The SOM grid visualization diagram is shown in Figure 1.
Figure 1
Formulas:
- Distance Calculation: $d(i, x) = | w_i – x |$ , where ( w_i ) is the weight vector of neuron ( i ), and ( x ) is the input vector.
- Weight Update Rule: $w_i(t + 1) = w_i(t) + \eta(t) \cdot h_{ci}(t) \cdot (x(t) – w_i(t))$
- $\eta(t)$ : learning rate
- $h_{ci}(t)$ : neighborhood function centered around the winning neuron ( c )
Practical example:
Consider a dataset of customer purchase behavior in an e-commerce store. SOM can map customers with similar purchasing patterns to neighboring nodes, helping identify customer segments for targeted marketing campaigns.
Step-by-step:
- Load and preprocess the data
- Initialize the SOM and train it
- Visualize the results
!pip install minisom
import numpy as np
import matplotlib.pyplot as plt
#The MiniSom library is a Python tool for implementing Self-Organizing Maps (SOMs) to visualize, cluster, and analyze high-dimensional data unsupervised.

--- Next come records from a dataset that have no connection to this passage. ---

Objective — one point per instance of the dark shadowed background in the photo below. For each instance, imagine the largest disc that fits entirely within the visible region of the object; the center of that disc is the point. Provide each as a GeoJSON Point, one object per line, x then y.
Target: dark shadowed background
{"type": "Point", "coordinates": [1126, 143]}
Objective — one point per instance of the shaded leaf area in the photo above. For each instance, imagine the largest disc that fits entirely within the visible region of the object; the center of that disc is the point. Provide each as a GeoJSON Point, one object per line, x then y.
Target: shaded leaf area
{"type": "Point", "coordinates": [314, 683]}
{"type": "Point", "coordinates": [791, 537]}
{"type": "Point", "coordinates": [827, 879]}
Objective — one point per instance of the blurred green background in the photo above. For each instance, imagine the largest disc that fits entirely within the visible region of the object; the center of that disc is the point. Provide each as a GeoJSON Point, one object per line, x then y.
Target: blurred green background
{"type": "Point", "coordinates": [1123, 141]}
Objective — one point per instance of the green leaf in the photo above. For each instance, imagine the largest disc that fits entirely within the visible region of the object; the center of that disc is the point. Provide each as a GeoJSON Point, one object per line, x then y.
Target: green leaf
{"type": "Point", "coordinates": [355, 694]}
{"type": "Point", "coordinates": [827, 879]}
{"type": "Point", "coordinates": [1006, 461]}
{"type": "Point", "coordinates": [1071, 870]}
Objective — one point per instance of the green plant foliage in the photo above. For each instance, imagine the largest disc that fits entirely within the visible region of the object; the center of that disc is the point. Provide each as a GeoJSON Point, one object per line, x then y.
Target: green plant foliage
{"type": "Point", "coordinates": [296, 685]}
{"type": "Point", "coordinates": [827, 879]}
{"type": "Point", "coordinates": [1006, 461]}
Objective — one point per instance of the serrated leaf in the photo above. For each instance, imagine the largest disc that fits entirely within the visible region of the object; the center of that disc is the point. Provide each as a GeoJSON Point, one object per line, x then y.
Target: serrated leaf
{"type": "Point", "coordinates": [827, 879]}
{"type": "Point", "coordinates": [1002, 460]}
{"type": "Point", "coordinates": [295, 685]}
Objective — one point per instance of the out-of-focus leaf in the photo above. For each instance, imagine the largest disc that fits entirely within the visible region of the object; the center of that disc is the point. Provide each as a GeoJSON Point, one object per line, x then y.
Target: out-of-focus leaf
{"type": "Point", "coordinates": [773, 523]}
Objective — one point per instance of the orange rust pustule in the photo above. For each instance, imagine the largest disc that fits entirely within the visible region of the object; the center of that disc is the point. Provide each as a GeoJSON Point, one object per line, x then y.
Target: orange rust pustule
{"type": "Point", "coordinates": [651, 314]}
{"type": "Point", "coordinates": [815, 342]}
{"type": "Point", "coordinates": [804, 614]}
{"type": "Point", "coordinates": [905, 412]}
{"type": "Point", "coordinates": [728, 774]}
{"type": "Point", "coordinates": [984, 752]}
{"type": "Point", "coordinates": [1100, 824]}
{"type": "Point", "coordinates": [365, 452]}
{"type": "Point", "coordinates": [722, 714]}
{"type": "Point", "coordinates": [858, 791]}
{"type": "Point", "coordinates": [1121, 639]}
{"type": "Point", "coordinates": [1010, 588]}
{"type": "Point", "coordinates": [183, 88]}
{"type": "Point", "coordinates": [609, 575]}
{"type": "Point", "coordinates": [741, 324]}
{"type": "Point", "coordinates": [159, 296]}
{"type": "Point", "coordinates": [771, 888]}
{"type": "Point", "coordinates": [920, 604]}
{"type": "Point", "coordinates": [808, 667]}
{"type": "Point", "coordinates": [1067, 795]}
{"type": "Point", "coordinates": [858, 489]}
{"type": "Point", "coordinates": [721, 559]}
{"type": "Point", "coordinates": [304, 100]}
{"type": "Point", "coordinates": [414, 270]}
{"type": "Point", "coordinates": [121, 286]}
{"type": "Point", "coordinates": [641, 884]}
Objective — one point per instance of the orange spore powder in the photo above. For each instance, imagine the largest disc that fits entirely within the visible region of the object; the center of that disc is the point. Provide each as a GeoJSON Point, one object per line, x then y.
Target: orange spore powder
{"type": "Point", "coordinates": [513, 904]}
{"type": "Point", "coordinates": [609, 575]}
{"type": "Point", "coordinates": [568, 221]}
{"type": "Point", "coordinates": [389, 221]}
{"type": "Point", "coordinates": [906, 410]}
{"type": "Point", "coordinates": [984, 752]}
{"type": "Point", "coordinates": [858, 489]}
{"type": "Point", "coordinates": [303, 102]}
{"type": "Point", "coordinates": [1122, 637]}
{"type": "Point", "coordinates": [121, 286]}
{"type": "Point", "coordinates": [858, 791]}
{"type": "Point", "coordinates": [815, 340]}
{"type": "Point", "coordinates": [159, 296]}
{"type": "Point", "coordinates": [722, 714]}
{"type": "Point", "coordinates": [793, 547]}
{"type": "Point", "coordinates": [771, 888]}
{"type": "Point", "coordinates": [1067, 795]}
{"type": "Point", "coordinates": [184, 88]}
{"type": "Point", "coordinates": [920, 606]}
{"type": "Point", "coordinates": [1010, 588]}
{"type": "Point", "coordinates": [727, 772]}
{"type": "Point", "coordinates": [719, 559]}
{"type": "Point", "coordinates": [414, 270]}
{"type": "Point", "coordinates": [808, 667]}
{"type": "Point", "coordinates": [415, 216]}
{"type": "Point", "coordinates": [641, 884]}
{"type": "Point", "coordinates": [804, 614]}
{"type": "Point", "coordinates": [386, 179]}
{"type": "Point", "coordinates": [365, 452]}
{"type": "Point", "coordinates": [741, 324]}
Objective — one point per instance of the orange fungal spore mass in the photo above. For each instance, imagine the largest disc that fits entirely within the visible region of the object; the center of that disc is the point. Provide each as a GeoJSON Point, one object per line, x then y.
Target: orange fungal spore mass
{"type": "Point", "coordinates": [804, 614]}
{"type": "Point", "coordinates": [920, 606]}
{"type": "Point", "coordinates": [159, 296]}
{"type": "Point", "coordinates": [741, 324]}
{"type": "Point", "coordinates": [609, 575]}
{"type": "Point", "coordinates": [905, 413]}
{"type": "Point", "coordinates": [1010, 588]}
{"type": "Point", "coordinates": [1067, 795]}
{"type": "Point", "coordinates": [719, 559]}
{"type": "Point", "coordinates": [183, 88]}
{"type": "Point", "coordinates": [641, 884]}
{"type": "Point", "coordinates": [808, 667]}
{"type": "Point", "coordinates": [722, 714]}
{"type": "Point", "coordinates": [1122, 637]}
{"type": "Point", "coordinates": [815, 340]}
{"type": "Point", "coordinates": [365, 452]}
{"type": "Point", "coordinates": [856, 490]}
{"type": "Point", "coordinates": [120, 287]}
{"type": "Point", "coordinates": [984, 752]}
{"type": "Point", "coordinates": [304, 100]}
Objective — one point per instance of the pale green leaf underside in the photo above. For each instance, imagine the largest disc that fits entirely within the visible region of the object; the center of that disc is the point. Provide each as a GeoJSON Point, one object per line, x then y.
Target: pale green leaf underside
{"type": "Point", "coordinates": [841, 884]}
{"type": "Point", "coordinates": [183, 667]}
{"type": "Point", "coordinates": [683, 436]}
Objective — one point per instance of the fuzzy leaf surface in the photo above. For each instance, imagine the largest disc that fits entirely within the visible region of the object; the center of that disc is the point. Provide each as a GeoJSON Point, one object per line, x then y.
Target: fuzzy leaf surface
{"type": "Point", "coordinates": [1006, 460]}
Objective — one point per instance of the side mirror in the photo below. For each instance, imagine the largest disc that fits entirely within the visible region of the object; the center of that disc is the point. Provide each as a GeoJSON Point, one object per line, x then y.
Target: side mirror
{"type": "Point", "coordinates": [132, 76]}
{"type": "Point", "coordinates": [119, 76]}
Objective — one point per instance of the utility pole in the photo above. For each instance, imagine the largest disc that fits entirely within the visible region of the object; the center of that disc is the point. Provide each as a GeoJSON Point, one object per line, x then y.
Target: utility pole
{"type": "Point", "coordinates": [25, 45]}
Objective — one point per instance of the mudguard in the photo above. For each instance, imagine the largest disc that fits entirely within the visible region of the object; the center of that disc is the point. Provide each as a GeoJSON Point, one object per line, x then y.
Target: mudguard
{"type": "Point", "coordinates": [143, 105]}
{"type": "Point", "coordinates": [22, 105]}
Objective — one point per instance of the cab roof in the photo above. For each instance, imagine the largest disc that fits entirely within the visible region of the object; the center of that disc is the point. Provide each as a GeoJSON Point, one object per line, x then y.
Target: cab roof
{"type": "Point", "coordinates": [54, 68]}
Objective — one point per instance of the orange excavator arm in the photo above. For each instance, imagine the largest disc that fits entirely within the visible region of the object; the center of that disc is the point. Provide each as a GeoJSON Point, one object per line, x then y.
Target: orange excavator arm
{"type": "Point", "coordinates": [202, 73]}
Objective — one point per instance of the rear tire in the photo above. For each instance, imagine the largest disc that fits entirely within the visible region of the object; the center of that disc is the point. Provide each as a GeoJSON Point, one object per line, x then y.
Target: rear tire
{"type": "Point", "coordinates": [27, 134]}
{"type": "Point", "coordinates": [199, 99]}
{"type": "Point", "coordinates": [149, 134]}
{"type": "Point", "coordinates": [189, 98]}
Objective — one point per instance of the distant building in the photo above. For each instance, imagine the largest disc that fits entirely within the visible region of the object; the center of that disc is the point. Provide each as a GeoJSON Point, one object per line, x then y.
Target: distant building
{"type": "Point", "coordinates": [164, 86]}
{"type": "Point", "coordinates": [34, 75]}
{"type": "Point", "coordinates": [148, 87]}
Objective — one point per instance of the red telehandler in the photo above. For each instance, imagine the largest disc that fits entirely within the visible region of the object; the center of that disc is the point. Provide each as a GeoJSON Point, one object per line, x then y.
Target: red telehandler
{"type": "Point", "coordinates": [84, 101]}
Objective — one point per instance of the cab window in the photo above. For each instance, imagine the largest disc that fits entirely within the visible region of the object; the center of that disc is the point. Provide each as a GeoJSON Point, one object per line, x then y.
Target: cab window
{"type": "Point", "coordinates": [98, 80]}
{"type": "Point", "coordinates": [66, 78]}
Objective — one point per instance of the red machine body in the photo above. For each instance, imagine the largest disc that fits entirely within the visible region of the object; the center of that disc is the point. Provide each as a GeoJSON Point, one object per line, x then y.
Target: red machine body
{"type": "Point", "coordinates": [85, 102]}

from minisom import MiniSom
# Step 1: Generate synthetic data (e.g., customer purchasing data)
np.random.seed(42)
data = np.random.rand(100, 2) # 100 data points with 2 features each
# Step 2: Initialize the SOM
som = MiniSom(x=10, y=10, input_len=2, sigma=1.0, learning_rate=0.5)
som.random_weights_init(data)
# Step 3: Train the SOM
som.train_random(data, num_iteration=100)
# Step 4: Visualize the SOM grid
plt.figure(figsize=(10, 10))
for i, x in enumerate(data):
winner = som.winner(x)
plt.text(winner[0], winner[1], str(i), color='red', fontdict={'weight': 'bold', 'size': 11})
plt.imshow(som.distance_map().T, cmap='coolwarm', interpolation='nearest')
plt.colorbar(label='Distance')
plt.title('SOM Grid Visualization')
plt.show()
Explanation:
- Generate data: We create a synthetic dataset of 100 points with two features each.
- Initialize SOM: We create a 10×10 grid SOM using MiniSom with an input length of 2 (matching the data features).
- Train SOM: We train the SOM with num_iteration=100, where the SOM adjusts its weights to map the input data onto the grid.
- Visualize results: The trained SOM is visualized, with each data point mapped to its closest neuron. The grid’s color indicates the distance between neighboring neurons, with darker colors representing larger distances.